Has this happened to you, yet?
Your friends hear you talking about photography… they “like” your photos on Facebook… and suddenly you’re the “friend with a camera.”
Which inevitably leads to… “Can you take photos of my wedding/family reunion/house for sale/dog/high school grad?”
I like to call it the “Friend with a Camera” phenomenon that will segue nicely into Opportunity #5 this week on Turning Your Hometown into $$…
Some photographers say, “Never shoot for free!” And, I agree because, let’s face it, that’s what some of these friends are expecting.
But compensation isn’t always money. Your reward can come in the form of experience, learning, referrals, and building your portfolio.

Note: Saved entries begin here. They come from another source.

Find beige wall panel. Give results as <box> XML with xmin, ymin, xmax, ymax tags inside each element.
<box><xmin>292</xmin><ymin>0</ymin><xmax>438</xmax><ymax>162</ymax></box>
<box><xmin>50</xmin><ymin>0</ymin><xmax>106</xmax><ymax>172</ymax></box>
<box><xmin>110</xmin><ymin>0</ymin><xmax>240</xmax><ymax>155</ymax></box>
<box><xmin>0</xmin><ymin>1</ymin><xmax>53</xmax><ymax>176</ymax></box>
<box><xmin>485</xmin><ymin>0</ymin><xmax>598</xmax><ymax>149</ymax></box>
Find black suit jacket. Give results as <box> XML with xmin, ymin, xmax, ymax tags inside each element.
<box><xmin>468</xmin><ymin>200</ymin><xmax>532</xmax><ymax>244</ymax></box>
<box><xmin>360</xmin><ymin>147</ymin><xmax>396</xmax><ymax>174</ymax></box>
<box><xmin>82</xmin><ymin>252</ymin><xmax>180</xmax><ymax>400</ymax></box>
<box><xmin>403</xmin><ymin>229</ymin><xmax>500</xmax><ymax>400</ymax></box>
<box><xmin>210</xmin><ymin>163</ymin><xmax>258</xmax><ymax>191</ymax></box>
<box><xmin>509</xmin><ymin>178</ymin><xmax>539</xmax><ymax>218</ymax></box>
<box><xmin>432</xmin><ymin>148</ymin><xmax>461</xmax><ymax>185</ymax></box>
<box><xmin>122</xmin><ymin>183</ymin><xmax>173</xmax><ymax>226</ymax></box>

And shooting for free can lead to money if you do it right. Taking headshot photos on a pro-bono basis for well-connected friends has resulted in thousands of dollars of referrals for me. And building my portfolio has allowed me to shoot a $1,500 gig for a law firm, multiple $3,000+ weekend family photo fundraisers, $3,000+ weekend headshot sessions, and more.
To turn those “free” shoots into $3,000 sessions, follow these 6 steps:
1. Think about which of your friends/family are well-connected and offer to take some headshots or family photos for them. If you’re just beginning, it helps to start with someone you trust who doesn’t mind if you make a few mistakes while you’re learning. (Here are some tips for making anybody look photogenic.)
2. Only show this person the very best photos from your shoot. Maybe 10 max and be VERY selective. If you both like the results, encourage them to share the images on Facebook and credit you as the photographer. I charge $350 for an hour’s photo shoot and you will too soon. The least they can do in exchange for this $350 gift you’ve just given them is spread the word. If you’re not satisfied with the images, try again. You’ll get it, I promise.
3. Come up with a fee for your work and make sure your friend knows what you’re going to charge others for your time. Use what comparable photographers are charging in your area as a guide and weigh what you’re going to get against what they’ll get out of the shoot. If you need the portfolio and the practice, charge less. If your skills are already fine-tuned, charge more.
4. When people start to approach you—which they most likely will!—start by building a rapport. Ask them questions about what they’re looking for and have them clip images they like and send them to you before the shoot. Be realistic, honest, and genuine but not self-deprecating. If you’ve been reading this newsletter for any amount of time or you own one of our programs, you’re already better than the majority out there. Hold your head up high and jump.
5. If you’re like me, you might be a little scared at first, but preparation helps. Spend some time scouting a location according to my map in the recordings. Take test shots if you need to. Google any problems you have. Be clear before you begin the shoot about what’s included—one location, two outfit changes, 10 headshots on a CD or USB drive. The better prepared you are from the beginning, the better the shoot will go.
6. This is it! You’re shooting a professional gig for money! Just like before, make sure to only show them the very best images from the shoot. I like to offer 10 photos from an hour-long session. That way, I limit myself to picking only the best and reduce my editing time.
Shooting headshots can be a fun and very lucrative way to turn your hometown into $$. As you get up and running, you’ll find that referrals start rolling in left and right. How far you take it is really up to you.